Saturday, September 24, 2011

Wai 262 - Taonga and the Conservation Estate

While Chapter Three of Ko Aotearoa Tēnei is concerned with environmental law and policy as it relates to resource management and the use of private land, there is a significant set of distinctive issues that arise in respect of the conservation estate.  Chapter Four of the report addresses those issues relating to Taonga and the Conservation Estate.

The first thing to note is the particular importance of the conservation estate in the context of these issues.  In part, the vast size of the conservation estate makes it central to any discussion relating to environmental law and policy.  As the report notes, the Department of Conservation owns or is responsible for more than 8 million hectares of land, about one third of New Zealand.  But the area of land is not the only significant matter.  The conservation estate has not been subject to the sort of farming, urbanization, and other modifications to the land and the environment that other parts of the landscape have undergone.  The conservation estate is therefore home to most of the surviving “taonga places”, where kaitiaki relationships with the natural environment and flora and fauna are possible in a way that they are not in other areas.  The Department of Conservation is also responsible for almost all remaining indigenous flora and fauna species and so control access to these taonga.

The Waitangi Tribunal acknowledges that, in many ways, the Department of Conservation has led the way amongst government agencies in terms of building relationships with Māori, and yet the Department’s structure and guiding policies still fall well short of what is required by the Treaty partnership.  The Department seems to be very comfortable with consultation, but has not taken more substantive steps towards power-sharing.

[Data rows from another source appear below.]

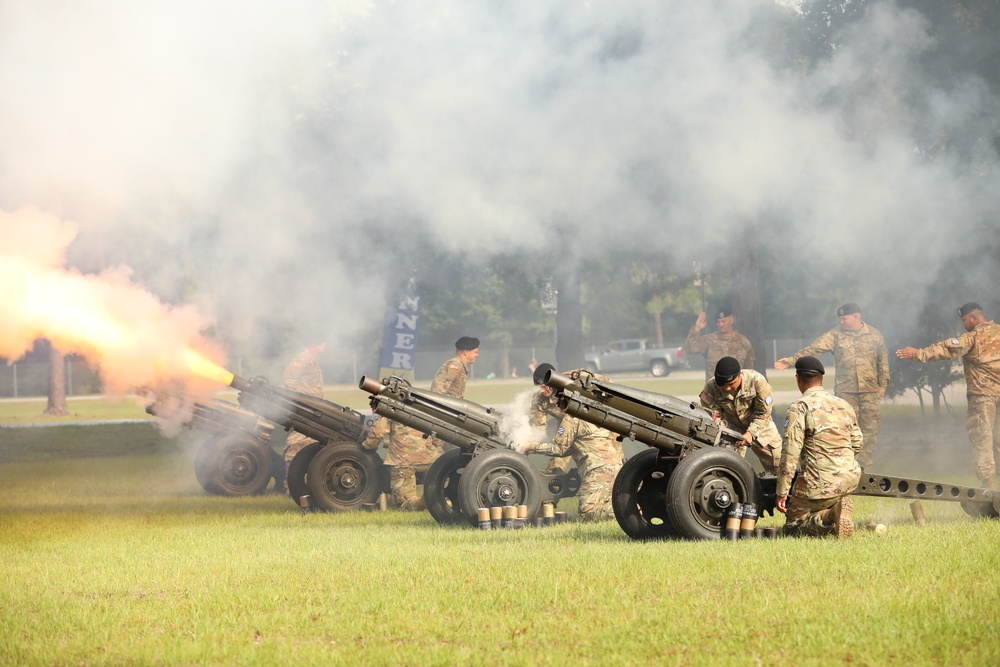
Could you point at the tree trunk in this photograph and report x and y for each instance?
(57, 383)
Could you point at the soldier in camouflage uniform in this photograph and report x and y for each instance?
(818, 470)
(598, 455)
(979, 349)
(542, 410)
(409, 453)
(454, 373)
(862, 366)
(725, 342)
(742, 399)
(303, 375)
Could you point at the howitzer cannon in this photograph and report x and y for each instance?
(335, 471)
(685, 484)
(236, 459)
(481, 470)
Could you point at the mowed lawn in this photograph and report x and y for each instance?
(113, 555)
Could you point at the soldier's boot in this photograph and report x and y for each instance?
(841, 518)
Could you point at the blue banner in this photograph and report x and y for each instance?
(399, 344)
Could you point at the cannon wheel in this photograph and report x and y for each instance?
(441, 487)
(639, 497)
(703, 487)
(237, 465)
(497, 478)
(298, 468)
(342, 476)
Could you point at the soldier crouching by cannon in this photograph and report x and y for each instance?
(236, 459)
(482, 469)
(692, 478)
(335, 473)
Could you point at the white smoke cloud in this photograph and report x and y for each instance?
(290, 147)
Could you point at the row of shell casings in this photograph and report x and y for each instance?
(511, 516)
(741, 524)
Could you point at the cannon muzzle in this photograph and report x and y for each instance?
(556, 380)
(240, 384)
(370, 385)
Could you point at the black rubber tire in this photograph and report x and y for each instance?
(206, 464)
(298, 469)
(242, 466)
(441, 487)
(278, 472)
(639, 497)
(343, 476)
(497, 478)
(700, 478)
(659, 368)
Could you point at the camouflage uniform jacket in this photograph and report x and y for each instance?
(980, 353)
(542, 407)
(747, 411)
(302, 374)
(451, 378)
(861, 357)
(590, 446)
(407, 446)
(822, 438)
(717, 345)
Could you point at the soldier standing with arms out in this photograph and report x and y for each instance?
(979, 349)
(302, 374)
(742, 399)
(862, 366)
(725, 342)
(454, 373)
(818, 470)
(598, 455)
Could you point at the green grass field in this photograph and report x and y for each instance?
(113, 555)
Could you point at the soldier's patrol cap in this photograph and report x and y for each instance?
(848, 309)
(968, 308)
(539, 375)
(726, 370)
(809, 367)
(723, 311)
(466, 343)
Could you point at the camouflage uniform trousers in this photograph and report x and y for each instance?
(403, 482)
(868, 409)
(804, 517)
(595, 493)
(984, 434)
(294, 444)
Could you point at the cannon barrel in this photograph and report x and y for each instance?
(312, 416)
(212, 416)
(465, 424)
(654, 419)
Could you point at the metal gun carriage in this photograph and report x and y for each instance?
(335, 471)
(481, 469)
(236, 459)
(691, 476)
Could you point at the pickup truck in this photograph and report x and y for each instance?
(634, 355)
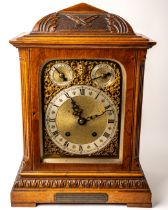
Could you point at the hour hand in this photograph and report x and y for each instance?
(94, 116)
(77, 111)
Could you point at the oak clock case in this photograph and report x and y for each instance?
(82, 73)
(82, 118)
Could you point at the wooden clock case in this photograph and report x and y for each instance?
(82, 32)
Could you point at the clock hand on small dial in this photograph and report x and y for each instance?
(61, 74)
(103, 76)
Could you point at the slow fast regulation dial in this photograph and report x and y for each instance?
(103, 74)
(81, 120)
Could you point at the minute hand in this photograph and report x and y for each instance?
(94, 116)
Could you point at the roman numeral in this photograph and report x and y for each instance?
(55, 105)
(67, 95)
(82, 91)
(52, 120)
(106, 107)
(66, 144)
(95, 145)
(106, 135)
(80, 148)
(55, 133)
(110, 121)
(97, 95)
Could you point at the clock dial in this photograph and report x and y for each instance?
(103, 74)
(81, 120)
(61, 74)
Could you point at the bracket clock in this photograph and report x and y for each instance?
(82, 73)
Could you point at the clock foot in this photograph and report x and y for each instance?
(140, 205)
(23, 204)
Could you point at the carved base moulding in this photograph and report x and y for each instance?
(118, 188)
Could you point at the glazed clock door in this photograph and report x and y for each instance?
(82, 112)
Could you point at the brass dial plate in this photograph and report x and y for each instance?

The Tribunal notes that the Conservation Act 1987 includes the most powerful Treaty principles provision in current legislation and recommends significant reforms in order for the Department to meet the obligation to give effect to Treaty principles.

One of the ways in which the Department of Conservation engages with Māori at a local level is through their Pou Kura Taiao.  The Pou Kura Taiao are chosen for their mana within the local Māori community and their knowledge of tangata whenua, tikanga, and te reo.  Their role is to ‘monitor and sustain departmental capability to achieve effective engagement’ between Māori and the Department.  The Tribunal recognises that this is a very effective model for ‘upgrading DOC’s capacity to relate to tangata whenua on the ground’ but stresses that Pou Kura Taiao cannot take the place of the Māori Treaty partner. 

And in order to institutionalise a shift to a partnership model changes are required to the Department’s structure and policy.  For example, the Tribunal considers that the Conservation General Policy and the General Policy for National Parks, which set the key strategic and policy direction for the Department, ought to include obligations to give effect to the Treaty principle of partnership.  Similar to the Tribunal’s recommendations in relation to local authorities in the resource management context, in relation to the management of the conservation estate, the Department of Conservation should be required to seek out and identify opportunities to establish power-sharing arrangements with tangata whenua wherever possible.  The Tribunal is also highly critical of the 2006 document published by Te Puni Kōkiri and the Ministry of Justice entitled Crown-Māori Relationship Instruments: Guidelines and Advice for Government and State Sector Agencies.  The Tribunal finds that these guidelines are effectively binding rules that are ‘far too restrictive for an organization with a statutory duty to build sound Treaty relationships.’

The major structural change recommended by the Tribunal is the establishment of a national Kura Taiao Council and conservancy-based Kura Taiao boards.  These entities would sit alongside the existing Conservation Authority and conservation boards.  The Conservation Authority and conservation boards provide important stakeholder input into conservation strategy and planning at both a national and local level. The Tribunal envisages that the Kura Taiao Council and Kura Taiao boards would provide a tangata whenua parallel to the existing organizational structure and engage with the Conservation Authority and conservation boards “to determine, case by case, the appropriate level of tangata whenua control, partnership, or influence over taonga in the environment, and to develop new models for the management of those taonga”. 

The Tribunal’s report addresses two other specific areas of the management of the conservation estate.  The first of these is the customary use of taonga species from within the conservation estate.  This was a significant issue for many of the claimants involved in the inquiry.  Again the Tribunal looks to the development of partnerships between local tangata whenua committees and the Department of Conservation to manage customary harvesting and access to taonga species, emphasizing the importance of joint decision-making in these matters.  The Tribunal also considers the management of commercial activity on conservation land, recommending the Department of Conservation formalize its processes for consulting with tangata whenua about concessions within their rohe as well as providing that tangata whenua interests have a reasonable degree of preference when the Department makes decisions about commercial activities in the conservation estate.